Dealing with the Anger of a Spouse

Tonight I purchased a book that brought a question to mind. It explained that this woman named Jenny was married to an angry man. Everyone in the house was so afraid of his temper that they would walk on eggshells. Jenny eventually realized that she didn't have to tolerate his anger & she also realized that going along with it was disobedient to God.

I understand that divorce is not an option for a Christian couple & there is a saying that you can't change a person. So my question is, what was this woman to do to protect her walk with Christ?

9 comments:

Diane said...

The only thing any of us can do is to PRAY when in this situation. God is the only one that has the POWER to change that person. My son has just lost his job in the racing world and has a mother my heart is breaking for him and his family. His wife is scared as there are not many jobs out there, he is sacred not knowing how to now support his family and I know they need to turn to God togehter.

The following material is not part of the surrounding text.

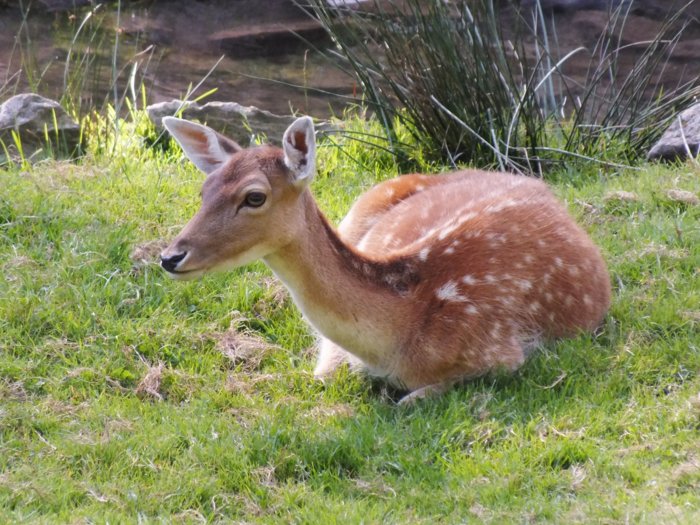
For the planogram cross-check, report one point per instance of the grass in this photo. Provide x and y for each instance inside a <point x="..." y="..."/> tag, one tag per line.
<point x="484" y="82"/>
<point x="127" y="397"/>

I can not support them but I can PRAY for them and lift the to the one perosn that can guide and lead them and that is my LORD AND FATHER JESUS CHRIST. So I am asking any of you that have questions to bring them to Ammie. My question today is will you to PRAY for my son and his family that he finds work as I will PRAY for this anger in many spouse's out there. GOD blessed us with able to being able to talk with him and trust in him it is up to us to do just that.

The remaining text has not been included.